Several unique features built into iCAT provide intelligent data analysis, including data transformation, data processing, confounding checks, and disparity recommendations, and are described below.

Data transformation

The data selected for analysis is assessed to ensure correct assumptions of the analysis method and proper data transformations are applied when necessary. This is enabled using the tool’s underlying statistical AI and the bestNormalize R package. Appropriate regular transformations are initially applied to the input data from well-known available transformations such as Lambert W x F transform, Box-Cox transform, Yeo-Johnson transforms, and Ordered Quantile. The best transformation is then selected by calculating the Pearson P statistic divided by its degrees of freedom for each transformation. The transformation that allows the data to best-fit normality is selected and applied to the data (Fig. 1).

Data cleaning and outlier removal

The normal transformed data are cleaned by removing potential outliers. The outliers are selected using the interquartile method. This method first calculates the interquartile range (IQR) as the distance between the 1^st and 3^rd quartiles (Q1-Q3). It then assumes any value outside the range [Q1- 1.5 × IQR, Q3 + 1.5 × IQR] is an outlier. Outliers are removed from the dataset to avoid potential interference with the analysis results.

Confounding factors

The presence of potential confounding factors that can affect the result of the statistical models is assessed, and the results before and after accounting for confounding factors are presented to the user. This is possible due to the app's focus on the set catchment area and the comprehensive demographic and metadata available to assess confounding.
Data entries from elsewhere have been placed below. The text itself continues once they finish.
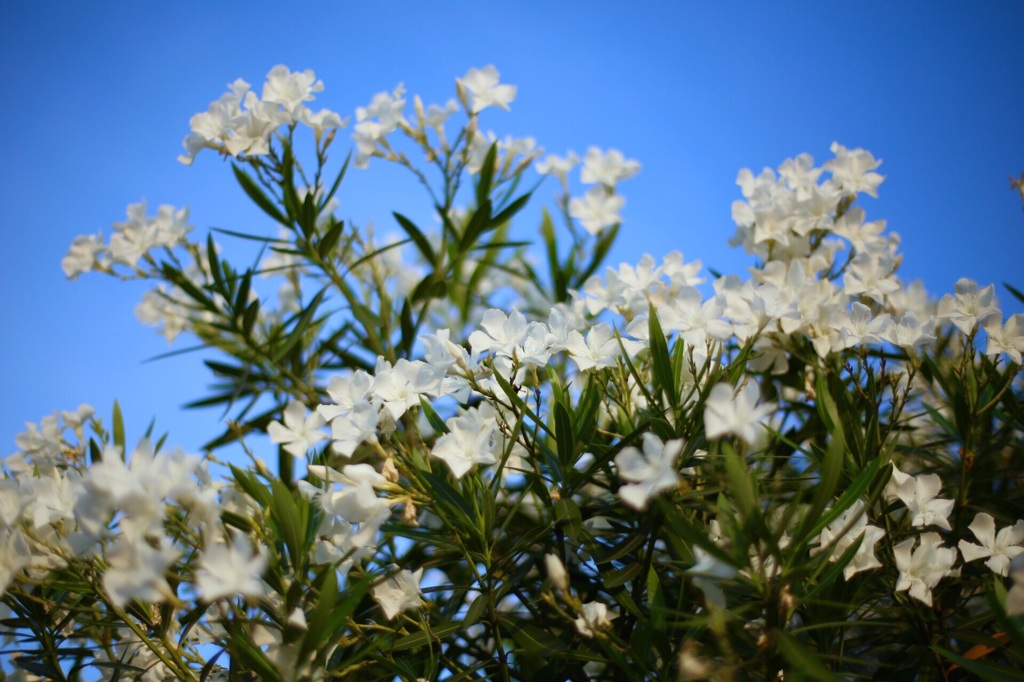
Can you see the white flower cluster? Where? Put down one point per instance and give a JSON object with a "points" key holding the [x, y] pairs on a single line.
{"points": [[240, 123], [130, 242], [118, 509]]}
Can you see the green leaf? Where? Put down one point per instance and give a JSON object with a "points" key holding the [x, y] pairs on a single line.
{"points": [[563, 436], [330, 240], [418, 639], [613, 579], [567, 515], [257, 195], [251, 656], [662, 363], [801, 657], [475, 610], [291, 515], [478, 223], [740, 481], [486, 175], [984, 670], [303, 321], [419, 239], [119, 429], [436, 423], [442, 492]]}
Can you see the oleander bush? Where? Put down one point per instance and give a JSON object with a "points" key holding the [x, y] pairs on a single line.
{"points": [[495, 459]]}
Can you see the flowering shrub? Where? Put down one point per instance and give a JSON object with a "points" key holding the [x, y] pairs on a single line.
{"points": [[498, 466]]}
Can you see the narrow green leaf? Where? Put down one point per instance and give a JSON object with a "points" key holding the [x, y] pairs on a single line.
{"points": [[249, 318], [563, 436], [486, 175], [287, 512], [988, 671], [119, 429], [418, 639], [613, 579], [801, 657], [419, 239], [443, 493], [436, 423], [567, 515], [509, 211], [330, 240], [662, 363], [256, 194], [740, 481], [478, 223]]}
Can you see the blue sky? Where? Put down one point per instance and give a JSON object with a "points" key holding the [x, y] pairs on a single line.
{"points": [[98, 95]]}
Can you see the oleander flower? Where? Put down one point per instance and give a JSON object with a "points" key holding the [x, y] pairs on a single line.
{"points": [[921, 569], [482, 85], [225, 570], [1000, 549], [650, 472], [725, 413], [594, 616], [300, 431], [399, 593]]}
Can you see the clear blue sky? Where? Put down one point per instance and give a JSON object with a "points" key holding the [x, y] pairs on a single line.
{"points": [[97, 97]]}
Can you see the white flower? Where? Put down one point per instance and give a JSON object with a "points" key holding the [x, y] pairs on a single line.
{"points": [[999, 548], [136, 570], [600, 348], [607, 167], [350, 430], [918, 493], [922, 569], [470, 440], [650, 472], [14, 555], [1007, 339], [598, 209], [969, 305], [708, 572], [300, 430], [290, 89], [225, 570], [482, 85], [557, 166], [83, 255], [594, 616], [737, 415], [853, 169], [399, 593], [556, 571]]}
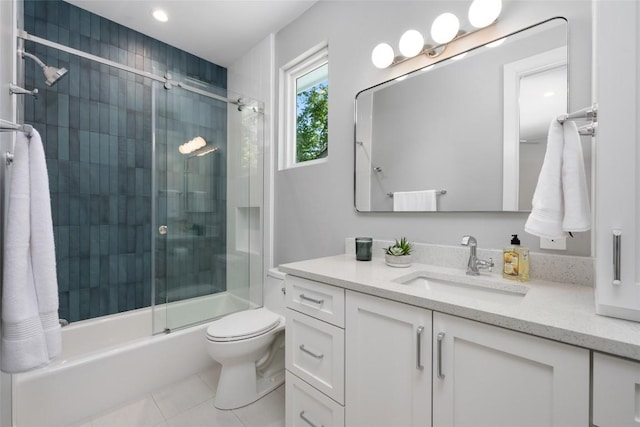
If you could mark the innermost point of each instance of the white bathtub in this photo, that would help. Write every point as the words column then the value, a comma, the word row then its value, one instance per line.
column 111, row 360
The presence of confounding factors is assessed using linear models in the following way: Initially, a single variable linear model is fit using the primary variable of interest (i.e., Cancer mortality) as the response variable and the second variable in the univariate analysis as the covariate in the model. iCAT then includes internal metadata columns as potential confounders to the model. Subsequently, the percent change in the coefficient of the second variable in the first and second linear models is calculated. The generally accepted practice finds that a percentage change exceeding 10% can point to the potential presence of confounders or other variables that explain the variance in the primary variable of interest²⁶. iCAT reports the result of this analysis in addition to the correlation matrix between the variables of interest and the potential confounders for the user to view. It also provides the potential confounders and calculates the correlation after accounting for confounding variables.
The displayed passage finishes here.